If you’ve ever sat in a convertible and thought you couldn’t feel the wind in your hair strongly enough, McLaren might just have the car for you with its newly revealed Elva – a true open-cockpit supercar inspired by one of company founder Bruce McLaren’s 1960s racecars of the same name.

Starting at a whopping US$1.69 million – that’s getting on for $2.5 million Australian – just 399 examples of what McLaren bills as “a ferociously fast open-cockpit car” are set to be made, which, if anything, almost seems like a surprisingly high number for a car like this.

And by a car like this, I mean a car that has no roof, windscreen, or side windows at all, with these savings adding up to make this the company’s lightest car ever, helping out the weight reduction efforts already made with its carbon tub, fully-carbon bodywork, and single-hinged doors that are the smallest and lightest McLaren has ever fitted to a car. Curiously, its actual kerb weight hasn’t been confirmed, but they have still laid this claim out there regardless.

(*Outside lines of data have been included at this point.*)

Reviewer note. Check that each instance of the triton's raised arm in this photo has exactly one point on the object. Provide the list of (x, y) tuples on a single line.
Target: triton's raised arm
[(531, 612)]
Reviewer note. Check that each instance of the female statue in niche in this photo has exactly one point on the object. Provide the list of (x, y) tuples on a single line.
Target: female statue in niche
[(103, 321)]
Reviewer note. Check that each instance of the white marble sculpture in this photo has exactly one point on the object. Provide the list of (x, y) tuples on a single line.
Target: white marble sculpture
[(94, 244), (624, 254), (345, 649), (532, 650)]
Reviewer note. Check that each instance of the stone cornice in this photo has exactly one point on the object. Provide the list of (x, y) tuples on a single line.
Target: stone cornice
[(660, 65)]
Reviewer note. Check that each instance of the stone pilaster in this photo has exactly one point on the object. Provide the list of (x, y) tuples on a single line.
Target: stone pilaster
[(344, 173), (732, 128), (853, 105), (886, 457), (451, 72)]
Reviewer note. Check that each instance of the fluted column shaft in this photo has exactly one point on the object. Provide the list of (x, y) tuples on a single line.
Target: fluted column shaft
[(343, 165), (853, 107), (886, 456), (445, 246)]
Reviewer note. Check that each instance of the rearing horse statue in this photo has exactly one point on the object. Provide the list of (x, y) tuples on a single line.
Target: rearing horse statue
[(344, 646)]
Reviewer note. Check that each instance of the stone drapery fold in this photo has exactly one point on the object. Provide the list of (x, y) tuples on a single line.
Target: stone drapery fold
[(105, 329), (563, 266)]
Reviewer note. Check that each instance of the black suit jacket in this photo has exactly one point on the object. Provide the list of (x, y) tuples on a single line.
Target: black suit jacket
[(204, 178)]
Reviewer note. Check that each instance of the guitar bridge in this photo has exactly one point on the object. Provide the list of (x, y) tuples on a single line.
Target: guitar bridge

There are a few very exciting numbers that have been confirmed, however. Power? A round 600kW and 800Nm from a mid-mounted 4.0-litre twin-turbocharged V8. 0-100km/h? Less than three seconds. 0-200km/h? A mere 6.7 seconds.

Of course, these figures would change if you option on a windscreen – something customers will be able to do in certain markets, and it wouldn’t be surprising for some stricter countries, like here in Australia, to mandate the fitment of one – but the Elva’s design has clearly been oriented around there being a lack of one in front of the open cabin.

To protect occupants from having their faces turn inside out at the blistering speeds its capable of, special air channels through the nose of the car that direct air over the passenger’s heads is intended to keep occupants from being blown about too much, and an active air deflector positioned after the air channel exit in front of the dashboard rises around 15cm out of the dashboard to counter for the wind at higher speeds. Hopefully, it’ll be to the benefit of taller drivers out there, too.

The Elva, right, pictured alongside its namesake, the McLaren-Elva M1A

The aerodynamic details don’t end there, either, as the Elva also features an active rear wing and a completely flat undercarriage to help it cut through the air and stick to the tarmac like glue.

Aside from a lack of window switches, the Elva’s ‘interior’ looks pretty par for the course for the current McLaren range in terms of the portrait-oriented infotainment system and digital gauge cluster. However, more unique options such as six-point race harnesses and extra-grippy and hydrophobic ‘Ultrafabric’ upholstery are available. The small storage space behind the cockpit is billed as being able to fit two helmets, by the way.

If you’re lucky enough to ever see one of these things on the road, which will no doubt be a very rare occurrence, don’t expect it to be until around this time next year, with initial deliveries scheduled for late 2020. There’s no word as to whether it’ll be available – or even legal – in Australia as yet.